Der Beschluß auf Verlängerung der Probezeit, wiewohl eine solche zu diesem Zeitpunkt im Hinblick auf den bereits erfolgten Widerruf der bedingten Strafnachsicht nicht mehr bestand, konnte nur gefaßt werden, weil es das Landesgericht Innsbruck (Gerichtsabteilung 22) unterlassen hat, sogleich nach der Beschlußfassung über den Widerruf dafür Sorge zu tragen, daß der Widerrufsbeschluß im betroffenen Vorakt (22 Vr 367/88) ersichtlich gemacht werden kann. Dadurch wurde § 494 a Abs. 7 1. Satz aF (nunmehr § 494 a Abs. 8) StPO verletzt, wonach das gemäß § 494 a StPO erkennende Gericht unverzüglich alle Gerichte zu verständigen hat, deren Vorentscheidungen von seiner Entscheidung betroffen sind. Diese Verständigungspflicht gilt unabhängig von der Rechtskraft der Entscheidung (EvBl 1989/64).
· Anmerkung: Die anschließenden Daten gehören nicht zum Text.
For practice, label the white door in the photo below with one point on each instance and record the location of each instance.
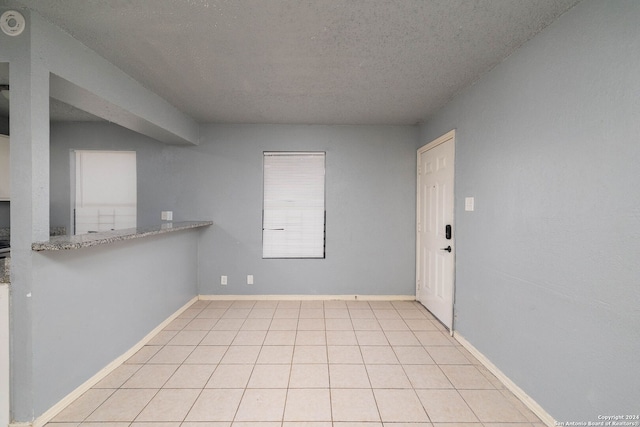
(435, 244)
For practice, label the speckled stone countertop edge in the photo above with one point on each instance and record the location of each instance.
(59, 243)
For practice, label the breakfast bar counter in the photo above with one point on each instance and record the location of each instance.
(59, 243)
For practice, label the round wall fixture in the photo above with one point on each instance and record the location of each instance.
(12, 23)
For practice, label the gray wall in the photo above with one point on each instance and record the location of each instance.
(5, 216)
(156, 179)
(547, 266)
(4, 125)
(38, 381)
(370, 203)
(115, 296)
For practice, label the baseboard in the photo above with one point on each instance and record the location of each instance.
(510, 385)
(68, 399)
(350, 297)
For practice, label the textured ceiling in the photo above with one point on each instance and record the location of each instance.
(303, 61)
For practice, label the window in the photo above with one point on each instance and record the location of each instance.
(293, 217)
(105, 194)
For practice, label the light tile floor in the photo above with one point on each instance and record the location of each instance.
(300, 363)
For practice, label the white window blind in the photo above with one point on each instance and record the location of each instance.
(293, 223)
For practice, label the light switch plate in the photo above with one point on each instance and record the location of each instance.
(469, 204)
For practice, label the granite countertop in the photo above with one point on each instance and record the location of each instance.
(58, 243)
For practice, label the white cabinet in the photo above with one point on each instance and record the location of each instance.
(4, 168)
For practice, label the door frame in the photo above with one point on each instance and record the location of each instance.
(449, 136)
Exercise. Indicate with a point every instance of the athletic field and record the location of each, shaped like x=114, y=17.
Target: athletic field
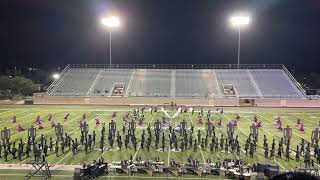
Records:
x=26, y=116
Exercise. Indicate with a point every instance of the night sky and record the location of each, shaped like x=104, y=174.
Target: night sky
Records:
x=58, y=32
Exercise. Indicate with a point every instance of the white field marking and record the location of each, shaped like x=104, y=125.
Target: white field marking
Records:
x=81, y=110
x=23, y=121
x=277, y=137
x=304, y=119
x=293, y=133
x=169, y=149
x=26, y=131
x=134, y=157
x=237, y=128
x=263, y=129
x=108, y=146
x=54, y=138
x=68, y=121
x=63, y=158
x=115, y=177
x=5, y=111
x=204, y=161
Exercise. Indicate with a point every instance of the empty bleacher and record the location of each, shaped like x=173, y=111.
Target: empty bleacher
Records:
x=195, y=83
x=152, y=82
x=275, y=83
x=75, y=82
x=106, y=80
x=240, y=79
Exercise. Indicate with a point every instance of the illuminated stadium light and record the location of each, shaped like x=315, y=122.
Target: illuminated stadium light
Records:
x=55, y=76
x=240, y=20
x=111, y=21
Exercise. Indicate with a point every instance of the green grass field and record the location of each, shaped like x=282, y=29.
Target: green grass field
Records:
x=26, y=117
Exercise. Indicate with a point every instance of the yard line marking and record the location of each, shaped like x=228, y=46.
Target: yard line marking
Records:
x=107, y=144
x=279, y=163
x=272, y=122
x=134, y=157
x=204, y=161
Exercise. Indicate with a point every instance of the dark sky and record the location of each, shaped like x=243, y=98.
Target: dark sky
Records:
x=55, y=32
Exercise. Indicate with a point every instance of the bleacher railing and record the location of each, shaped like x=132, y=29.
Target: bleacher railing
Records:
x=178, y=66
x=60, y=76
x=294, y=80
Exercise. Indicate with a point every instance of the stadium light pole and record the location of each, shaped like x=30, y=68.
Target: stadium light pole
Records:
x=56, y=76
x=239, y=21
x=111, y=23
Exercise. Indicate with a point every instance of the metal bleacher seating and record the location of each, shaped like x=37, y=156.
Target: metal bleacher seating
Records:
x=195, y=83
x=248, y=82
x=75, y=82
x=107, y=78
x=275, y=83
x=240, y=79
x=151, y=82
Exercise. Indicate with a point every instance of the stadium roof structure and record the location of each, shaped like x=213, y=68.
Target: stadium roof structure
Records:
x=180, y=80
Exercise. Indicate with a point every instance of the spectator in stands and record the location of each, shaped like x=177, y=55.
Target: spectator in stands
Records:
x=66, y=116
x=97, y=121
x=53, y=124
x=114, y=114
x=20, y=128
x=301, y=127
x=14, y=119
x=38, y=119
x=49, y=117
x=279, y=125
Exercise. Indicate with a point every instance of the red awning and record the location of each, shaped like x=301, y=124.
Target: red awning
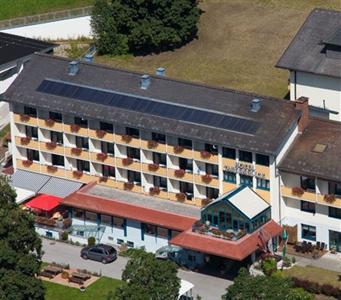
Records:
x=44, y=203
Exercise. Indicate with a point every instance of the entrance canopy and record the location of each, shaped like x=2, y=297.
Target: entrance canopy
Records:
x=45, y=203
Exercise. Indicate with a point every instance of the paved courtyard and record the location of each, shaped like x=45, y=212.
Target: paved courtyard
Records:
x=208, y=287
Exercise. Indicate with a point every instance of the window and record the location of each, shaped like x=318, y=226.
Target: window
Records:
x=262, y=159
x=118, y=222
x=308, y=183
x=308, y=232
x=229, y=177
x=308, y=206
x=263, y=184
x=32, y=155
x=133, y=132
x=160, y=182
x=246, y=180
x=55, y=116
x=82, y=142
x=159, y=158
x=56, y=137
x=133, y=153
x=81, y=122
x=334, y=212
x=106, y=127
x=334, y=188
x=150, y=229
x=30, y=111
x=57, y=160
x=245, y=156
x=108, y=171
x=134, y=177
x=185, y=143
x=107, y=148
x=83, y=165
x=159, y=137
x=31, y=132
x=162, y=232
x=229, y=153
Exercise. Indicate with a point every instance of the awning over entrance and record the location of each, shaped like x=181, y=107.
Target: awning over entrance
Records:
x=236, y=250
x=44, y=203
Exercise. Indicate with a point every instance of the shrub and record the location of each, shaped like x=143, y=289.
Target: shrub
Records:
x=91, y=241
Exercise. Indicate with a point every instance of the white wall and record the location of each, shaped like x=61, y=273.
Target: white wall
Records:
x=64, y=29
x=318, y=88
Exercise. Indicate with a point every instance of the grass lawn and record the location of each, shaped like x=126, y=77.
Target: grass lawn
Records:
x=322, y=276
x=18, y=8
x=239, y=43
x=97, y=291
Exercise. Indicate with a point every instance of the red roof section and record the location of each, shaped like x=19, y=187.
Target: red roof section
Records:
x=128, y=211
x=237, y=250
x=44, y=202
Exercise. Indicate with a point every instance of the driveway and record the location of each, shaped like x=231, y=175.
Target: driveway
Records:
x=208, y=287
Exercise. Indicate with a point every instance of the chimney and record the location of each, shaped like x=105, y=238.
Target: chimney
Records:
x=161, y=71
x=255, y=105
x=73, y=68
x=145, y=81
x=302, y=104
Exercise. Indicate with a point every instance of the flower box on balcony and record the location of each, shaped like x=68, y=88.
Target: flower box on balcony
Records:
x=180, y=196
x=25, y=140
x=74, y=127
x=297, y=191
x=77, y=173
x=152, y=144
x=330, y=198
x=49, y=122
x=207, y=178
x=52, y=168
x=76, y=151
x=179, y=173
x=153, y=167
x=128, y=185
x=154, y=190
x=127, y=161
x=178, y=149
x=24, y=118
x=100, y=133
x=27, y=163
x=102, y=156
x=51, y=145
x=127, y=138
x=205, y=154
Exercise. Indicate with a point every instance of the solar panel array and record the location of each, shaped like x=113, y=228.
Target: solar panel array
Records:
x=147, y=106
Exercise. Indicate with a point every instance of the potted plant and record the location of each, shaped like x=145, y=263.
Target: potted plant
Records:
x=179, y=173
x=100, y=133
x=153, y=167
x=297, y=191
x=102, y=156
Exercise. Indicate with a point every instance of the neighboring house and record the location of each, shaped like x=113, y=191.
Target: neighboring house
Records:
x=314, y=61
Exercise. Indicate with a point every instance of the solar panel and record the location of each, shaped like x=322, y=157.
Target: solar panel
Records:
x=147, y=106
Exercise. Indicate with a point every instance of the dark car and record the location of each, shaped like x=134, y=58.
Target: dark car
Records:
x=99, y=252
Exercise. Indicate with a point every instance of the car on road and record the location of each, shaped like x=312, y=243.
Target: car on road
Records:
x=99, y=252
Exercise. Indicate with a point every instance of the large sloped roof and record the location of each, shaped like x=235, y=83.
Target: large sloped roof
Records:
x=307, y=52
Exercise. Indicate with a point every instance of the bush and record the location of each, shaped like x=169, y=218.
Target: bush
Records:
x=91, y=241
x=269, y=266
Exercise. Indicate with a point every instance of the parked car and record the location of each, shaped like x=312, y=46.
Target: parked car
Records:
x=99, y=252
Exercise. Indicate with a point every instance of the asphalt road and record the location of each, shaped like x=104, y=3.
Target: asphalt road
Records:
x=208, y=287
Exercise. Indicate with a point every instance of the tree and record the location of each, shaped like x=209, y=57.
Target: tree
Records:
x=143, y=26
x=147, y=278
x=20, y=250
x=271, y=287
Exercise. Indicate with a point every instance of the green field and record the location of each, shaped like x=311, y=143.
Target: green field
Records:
x=239, y=43
x=97, y=291
x=19, y=8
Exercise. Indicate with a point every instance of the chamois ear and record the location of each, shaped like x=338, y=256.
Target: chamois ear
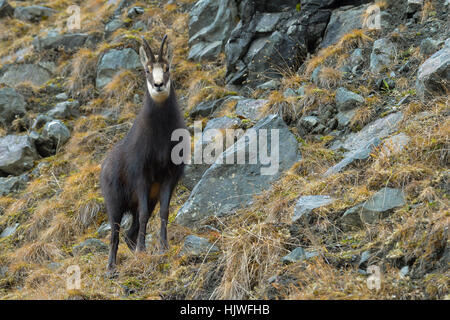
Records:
x=169, y=55
x=143, y=57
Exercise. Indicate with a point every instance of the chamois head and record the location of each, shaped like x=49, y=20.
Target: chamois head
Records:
x=157, y=71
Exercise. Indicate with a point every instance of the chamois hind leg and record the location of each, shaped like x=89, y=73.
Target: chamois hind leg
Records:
x=114, y=219
x=131, y=234
x=164, y=198
x=146, y=207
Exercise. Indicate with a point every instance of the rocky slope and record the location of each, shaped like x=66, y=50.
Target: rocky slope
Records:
x=358, y=91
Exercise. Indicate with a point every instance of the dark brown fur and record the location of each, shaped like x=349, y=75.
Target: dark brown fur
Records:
x=139, y=172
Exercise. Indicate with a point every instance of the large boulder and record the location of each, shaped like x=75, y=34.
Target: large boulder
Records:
x=382, y=55
x=5, y=9
x=194, y=172
x=263, y=44
x=53, y=136
x=306, y=204
x=12, y=105
x=11, y=184
x=377, y=207
x=226, y=187
x=433, y=76
x=210, y=25
x=347, y=100
x=113, y=61
x=33, y=13
x=198, y=246
x=90, y=246
x=14, y=74
x=359, y=145
x=250, y=108
x=65, y=110
x=55, y=40
x=343, y=21
x=17, y=154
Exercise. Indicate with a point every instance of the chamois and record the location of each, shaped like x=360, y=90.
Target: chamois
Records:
x=139, y=171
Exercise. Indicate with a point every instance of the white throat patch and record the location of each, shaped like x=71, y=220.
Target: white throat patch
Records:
x=159, y=96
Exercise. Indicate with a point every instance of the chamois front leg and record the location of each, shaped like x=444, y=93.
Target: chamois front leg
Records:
x=144, y=215
x=164, y=198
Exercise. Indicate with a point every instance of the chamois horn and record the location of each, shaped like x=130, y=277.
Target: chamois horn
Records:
x=162, y=48
x=148, y=49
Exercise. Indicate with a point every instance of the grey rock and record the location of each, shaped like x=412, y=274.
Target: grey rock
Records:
x=90, y=246
x=193, y=172
x=343, y=21
x=105, y=227
x=344, y=118
x=134, y=12
x=56, y=131
x=207, y=108
x=365, y=256
x=54, y=266
x=299, y=254
x=226, y=187
x=362, y=153
x=113, y=61
x=382, y=55
x=140, y=26
x=267, y=21
x=12, y=184
x=210, y=25
x=254, y=54
x=40, y=121
x=357, y=57
x=347, y=100
x=309, y=122
x=315, y=75
x=9, y=231
x=17, y=154
x=205, y=50
x=429, y=46
x=269, y=85
x=306, y=204
x=65, y=110
x=250, y=108
x=413, y=6
x=433, y=76
x=12, y=105
x=55, y=40
x=62, y=96
x=395, y=144
x=14, y=74
x=114, y=25
x=404, y=271
x=377, y=207
x=266, y=54
x=33, y=13
x=197, y=246
x=380, y=128
x=5, y=9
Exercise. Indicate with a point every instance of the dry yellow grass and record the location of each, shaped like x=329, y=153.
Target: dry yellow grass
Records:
x=62, y=206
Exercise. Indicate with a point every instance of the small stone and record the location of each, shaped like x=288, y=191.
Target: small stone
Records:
x=299, y=254
x=197, y=246
x=306, y=204
x=90, y=246
x=347, y=100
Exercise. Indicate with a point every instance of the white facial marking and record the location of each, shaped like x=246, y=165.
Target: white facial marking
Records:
x=158, y=75
x=159, y=96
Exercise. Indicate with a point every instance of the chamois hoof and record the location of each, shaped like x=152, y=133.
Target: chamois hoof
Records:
x=111, y=273
x=131, y=245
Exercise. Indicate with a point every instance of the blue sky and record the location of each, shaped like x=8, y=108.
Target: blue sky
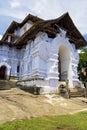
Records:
x=47, y=9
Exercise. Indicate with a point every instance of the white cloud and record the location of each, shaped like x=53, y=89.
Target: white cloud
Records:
x=14, y=4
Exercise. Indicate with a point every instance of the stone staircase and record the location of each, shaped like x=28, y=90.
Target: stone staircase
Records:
x=77, y=92
x=67, y=92
x=6, y=85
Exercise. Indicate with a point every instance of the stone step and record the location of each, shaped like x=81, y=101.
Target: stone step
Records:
x=5, y=85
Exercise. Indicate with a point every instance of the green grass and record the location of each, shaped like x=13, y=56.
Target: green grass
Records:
x=65, y=122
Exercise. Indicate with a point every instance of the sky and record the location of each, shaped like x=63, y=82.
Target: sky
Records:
x=47, y=9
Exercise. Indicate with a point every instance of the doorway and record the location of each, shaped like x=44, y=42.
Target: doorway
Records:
x=3, y=72
x=63, y=65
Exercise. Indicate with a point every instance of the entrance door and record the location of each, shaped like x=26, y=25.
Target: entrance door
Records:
x=3, y=72
x=63, y=65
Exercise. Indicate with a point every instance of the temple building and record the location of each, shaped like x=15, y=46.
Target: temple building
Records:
x=41, y=52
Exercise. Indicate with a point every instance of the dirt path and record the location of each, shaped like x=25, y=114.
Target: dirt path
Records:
x=17, y=104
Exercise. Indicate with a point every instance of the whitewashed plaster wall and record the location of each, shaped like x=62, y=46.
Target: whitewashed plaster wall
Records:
x=40, y=60
x=9, y=58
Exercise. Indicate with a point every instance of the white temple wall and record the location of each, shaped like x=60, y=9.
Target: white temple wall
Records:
x=8, y=58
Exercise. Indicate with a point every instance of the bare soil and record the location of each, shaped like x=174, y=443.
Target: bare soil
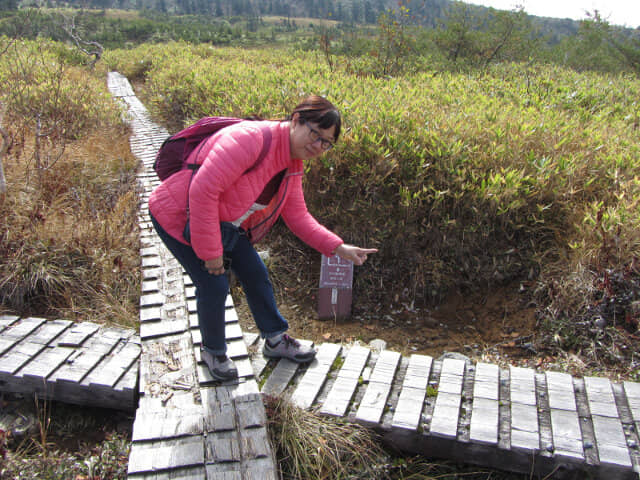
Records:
x=498, y=326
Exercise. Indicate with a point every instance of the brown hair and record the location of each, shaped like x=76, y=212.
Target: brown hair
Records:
x=319, y=110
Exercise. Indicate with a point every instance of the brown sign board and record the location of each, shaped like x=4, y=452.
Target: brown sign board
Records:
x=334, y=294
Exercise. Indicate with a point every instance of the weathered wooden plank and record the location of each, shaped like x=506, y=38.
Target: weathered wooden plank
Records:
x=342, y=391
x=166, y=454
x=167, y=362
x=225, y=471
x=451, y=376
x=150, y=314
x=308, y=388
x=77, y=334
x=487, y=381
x=567, y=436
x=182, y=473
x=254, y=443
x=522, y=385
x=87, y=357
x=447, y=407
x=484, y=421
x=414, y=389
x=250, y=411
x=280, y=377
x=222, y=447
x=162, y=328
x=6, y=321
x=600, y=397
x=259, y=469
x=525, y=434
x=19, y=330
x=115, y=367
x=150, y=286
x=560, y=390
x=44, y=364
x=444, y=422
x=19, y=355
x=167, y=424
x=152, y=300
x=611, y=442
x=219, y=410
x=375, y=396
x=632, y=392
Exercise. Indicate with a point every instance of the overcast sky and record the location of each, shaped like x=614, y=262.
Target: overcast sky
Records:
x=616, y=12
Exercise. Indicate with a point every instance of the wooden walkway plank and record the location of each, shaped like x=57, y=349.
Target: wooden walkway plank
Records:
x=344, y=387
x=486, y=405
x=77, y=334
x=374, y=401
x=632, y=392
x=86, y=358
x=414, y=390
x=28, y=347
x=565, y=424
x=114, y=367
x=6, y=321
x=17, y=331
x=447, y=407
x=280, y=377
x=309, y=386
x=525, y=433
x=151, y=457
x=610, y=438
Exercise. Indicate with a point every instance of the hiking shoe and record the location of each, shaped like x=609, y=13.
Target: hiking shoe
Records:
x=290, y=348
x=220, y=366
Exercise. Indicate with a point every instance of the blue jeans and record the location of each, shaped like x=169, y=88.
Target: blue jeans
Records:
x=212, y=290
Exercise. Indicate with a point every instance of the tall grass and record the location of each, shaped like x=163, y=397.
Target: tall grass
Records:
x=69, y=235
x=468, y=181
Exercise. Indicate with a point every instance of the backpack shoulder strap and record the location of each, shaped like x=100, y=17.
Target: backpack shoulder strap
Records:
x=266, y=146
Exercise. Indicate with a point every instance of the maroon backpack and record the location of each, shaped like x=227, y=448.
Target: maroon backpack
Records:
x=174, y=152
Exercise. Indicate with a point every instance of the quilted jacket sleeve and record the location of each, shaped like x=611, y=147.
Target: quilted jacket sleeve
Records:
x=229, y=155
x=304, y=225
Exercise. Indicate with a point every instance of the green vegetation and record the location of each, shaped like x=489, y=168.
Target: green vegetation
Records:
x=469, y=166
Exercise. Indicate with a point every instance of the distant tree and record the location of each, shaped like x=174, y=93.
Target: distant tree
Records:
x=8, y=5
x=457, y=36
x=480, y=39
x=509, y=36
x=592, y=48
x=91, y=48
x=629, y=48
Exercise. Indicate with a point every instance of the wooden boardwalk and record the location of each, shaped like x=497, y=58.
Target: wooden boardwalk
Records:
x=515, y=419
x=77, y=363
x=187, y=426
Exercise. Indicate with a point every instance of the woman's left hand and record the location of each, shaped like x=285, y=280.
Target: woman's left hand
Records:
x=356, y=254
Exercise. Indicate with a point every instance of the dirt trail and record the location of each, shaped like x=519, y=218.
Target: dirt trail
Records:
x=498, y=324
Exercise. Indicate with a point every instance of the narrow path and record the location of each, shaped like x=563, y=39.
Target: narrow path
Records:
x=187, y=426
x=514, y=419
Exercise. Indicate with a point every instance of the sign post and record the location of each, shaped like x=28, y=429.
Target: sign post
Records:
x=334, y=294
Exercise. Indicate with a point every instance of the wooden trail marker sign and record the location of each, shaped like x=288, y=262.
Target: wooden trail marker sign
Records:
x=334, y=294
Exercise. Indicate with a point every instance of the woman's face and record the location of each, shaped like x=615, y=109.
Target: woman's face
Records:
x=307, y=140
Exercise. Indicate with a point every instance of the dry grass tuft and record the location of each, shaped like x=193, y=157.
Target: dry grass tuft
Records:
x=69, y=240
x=309, y=446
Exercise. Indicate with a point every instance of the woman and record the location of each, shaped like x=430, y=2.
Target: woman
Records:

Der Beschluß des Landesgerichtes Innsbruck vom 27.April 1989, GZ 22 Vr 367/88-10, wiederum verletzt § 53 Abs. 2 StGB und § 494 a Abs. 4 StPO, weil die urteilsmäßig bestimmte Probezeit zur Zeit der Beschlußfassung rechtlich nicht mehr existierte. Diese Probezeit war bereits mit Beschluß des gemäß § 494 a Abs. 1 StPO zuständigen Gerichtes vom 22.Februar 1989 rechtskräftig widerrufen und der Vollzug der ursprünglich bedingt nachgesehenen Strafe angeordnet worden.
Der mithin gesetzwidrige Beschluß vom 27.April 1989 konnte weder
den zuvor bereits ergangenen (rechtskräftigen) Widerrufsbeschluß
beseitigen noch sonst für den Verurteilten Rechtswirkungen erzeugen
(vgl EvBl 1964/263; 14 Os 156/87; 14 Os 162,163/88 = JBl 1989, 400
= EvBl 1989/64). Er war daher, ohne daß damit ein Nachteil für den
Verurteilten verbunden sein kann, aufzuheben.
In Stattgebung der Beschwerde war somit spruchgemäß zu erkennen.